According to estimates, more than 100,000 people gathered along the route, waving the national flag and taking photos of the parade, which lasted half an hour. Many had travelled from across the country to witness the occasion.
This was the first parade held by the couple since their 1993 wedding and following the official enthronement ceremony on October 22.
The ceremony had been postponed due to the damage caused by powerful Typhoon Hagibis, which killed dozens of people and caused significant damage in eastern and central Japan, and in consideration for the victims' families.
Many people had been unable to watch the enthronement ceremonies because of power outages due to the typhoon damage.
The convertible used by the royal couple was followed by cars carrying the Emperor's brother, Crown Prince Fumihito, and his wife Crown Princess Kiko, as well as Prime Minister Shinzo Abe.
In total, 46 vehicles, including official cars and escort motorcycles, were part of the 400-meter long motorcade, which started from the Imperial Palace and passed by iconic locations such as parliament before ending at the official residence in Akasaka.
Authorities deployed around 26,000 officers and established extensive security measures, including around 40 checkpoints along the route, blockades on nearby roads and restrictions on using metro stations in the area.

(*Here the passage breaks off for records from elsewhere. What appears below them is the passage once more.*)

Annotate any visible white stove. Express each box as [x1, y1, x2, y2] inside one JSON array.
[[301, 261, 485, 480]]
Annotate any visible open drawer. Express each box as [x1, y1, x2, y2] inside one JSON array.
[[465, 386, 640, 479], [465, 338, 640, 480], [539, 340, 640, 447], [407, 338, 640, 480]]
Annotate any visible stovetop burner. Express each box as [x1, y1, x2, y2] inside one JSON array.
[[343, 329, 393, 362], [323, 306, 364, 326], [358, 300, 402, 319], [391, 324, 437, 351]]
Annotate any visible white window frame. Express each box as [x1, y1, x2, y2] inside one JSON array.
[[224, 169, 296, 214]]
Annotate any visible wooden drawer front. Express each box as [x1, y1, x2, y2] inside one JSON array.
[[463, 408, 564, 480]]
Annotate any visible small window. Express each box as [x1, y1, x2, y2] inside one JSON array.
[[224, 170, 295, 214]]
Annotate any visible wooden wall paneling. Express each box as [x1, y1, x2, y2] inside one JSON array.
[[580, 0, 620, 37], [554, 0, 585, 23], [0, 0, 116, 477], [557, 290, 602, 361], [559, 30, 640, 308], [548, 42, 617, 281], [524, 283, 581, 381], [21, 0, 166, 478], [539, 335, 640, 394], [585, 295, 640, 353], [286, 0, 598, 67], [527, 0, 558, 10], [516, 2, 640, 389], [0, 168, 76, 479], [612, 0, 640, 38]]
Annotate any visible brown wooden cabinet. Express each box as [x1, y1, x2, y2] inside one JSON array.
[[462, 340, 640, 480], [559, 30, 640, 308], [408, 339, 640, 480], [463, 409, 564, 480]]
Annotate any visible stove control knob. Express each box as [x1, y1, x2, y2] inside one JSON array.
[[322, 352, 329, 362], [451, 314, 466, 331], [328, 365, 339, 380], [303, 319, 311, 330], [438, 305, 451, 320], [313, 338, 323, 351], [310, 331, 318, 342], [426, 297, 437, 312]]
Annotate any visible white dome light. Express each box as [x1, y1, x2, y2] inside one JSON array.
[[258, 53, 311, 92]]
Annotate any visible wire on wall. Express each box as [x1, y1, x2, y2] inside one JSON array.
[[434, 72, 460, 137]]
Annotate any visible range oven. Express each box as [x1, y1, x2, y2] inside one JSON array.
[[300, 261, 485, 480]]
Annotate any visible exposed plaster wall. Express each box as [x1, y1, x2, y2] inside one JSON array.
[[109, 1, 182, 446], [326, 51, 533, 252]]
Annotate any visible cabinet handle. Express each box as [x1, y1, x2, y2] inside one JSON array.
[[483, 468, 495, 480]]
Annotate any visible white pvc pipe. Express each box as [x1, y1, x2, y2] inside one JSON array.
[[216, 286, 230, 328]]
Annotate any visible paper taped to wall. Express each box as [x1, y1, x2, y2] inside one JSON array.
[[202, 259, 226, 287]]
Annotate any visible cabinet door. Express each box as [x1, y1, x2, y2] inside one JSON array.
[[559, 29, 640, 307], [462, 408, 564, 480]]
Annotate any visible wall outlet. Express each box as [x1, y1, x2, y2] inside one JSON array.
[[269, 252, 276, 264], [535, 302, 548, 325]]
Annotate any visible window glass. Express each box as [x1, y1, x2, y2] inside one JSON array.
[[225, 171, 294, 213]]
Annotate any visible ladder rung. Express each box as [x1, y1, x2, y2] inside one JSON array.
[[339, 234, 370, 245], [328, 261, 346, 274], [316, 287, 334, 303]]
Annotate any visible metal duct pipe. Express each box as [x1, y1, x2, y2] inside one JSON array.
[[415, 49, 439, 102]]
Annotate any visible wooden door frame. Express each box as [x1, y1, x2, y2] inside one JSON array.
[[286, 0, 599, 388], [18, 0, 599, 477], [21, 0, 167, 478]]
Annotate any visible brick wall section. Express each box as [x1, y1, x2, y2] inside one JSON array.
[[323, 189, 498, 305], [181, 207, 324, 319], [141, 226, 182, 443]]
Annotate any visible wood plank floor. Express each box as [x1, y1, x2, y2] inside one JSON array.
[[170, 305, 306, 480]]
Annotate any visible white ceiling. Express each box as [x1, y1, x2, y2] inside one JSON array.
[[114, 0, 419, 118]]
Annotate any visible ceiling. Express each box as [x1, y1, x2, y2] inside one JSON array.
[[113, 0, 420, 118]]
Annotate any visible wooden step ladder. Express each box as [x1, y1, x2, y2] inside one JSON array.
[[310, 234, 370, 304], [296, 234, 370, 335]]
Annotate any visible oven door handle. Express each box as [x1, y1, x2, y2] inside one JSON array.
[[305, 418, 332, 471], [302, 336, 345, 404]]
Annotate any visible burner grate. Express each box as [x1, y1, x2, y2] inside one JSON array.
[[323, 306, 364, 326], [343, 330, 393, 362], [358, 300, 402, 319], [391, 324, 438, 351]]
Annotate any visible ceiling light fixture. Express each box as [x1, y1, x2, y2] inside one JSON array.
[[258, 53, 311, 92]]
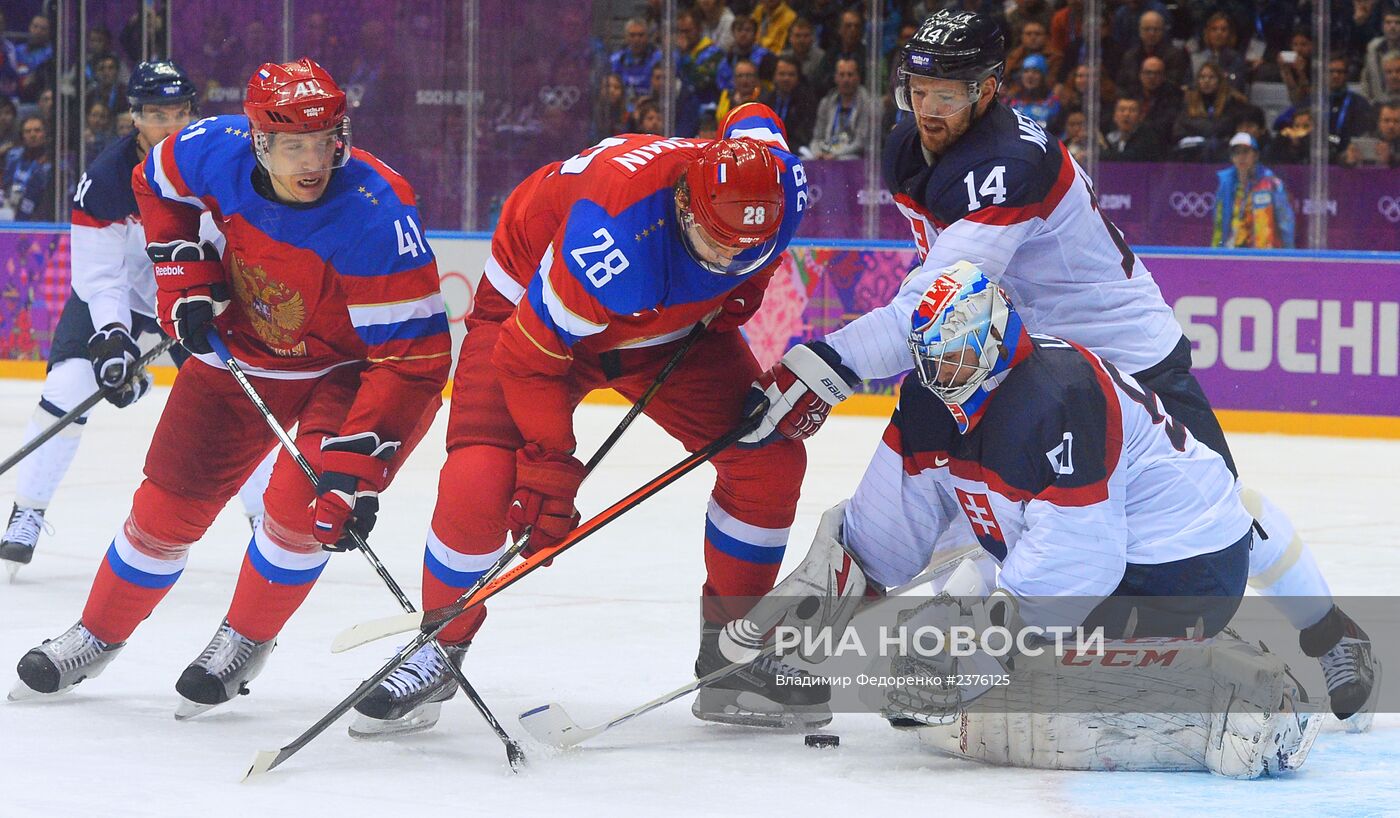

Naruhito ascended the Chrysanthemum throne on May 1, a day after the first abdication in the country in more than 200 years by his father Akihito.
However, the official proclamation of his enthronement was carried out in October, in a ceremony equivalent to a coronation.
The enthronement was attended by around 2,000 guests, including Japanese dignitaries, heads of states from across the world and other international representatives.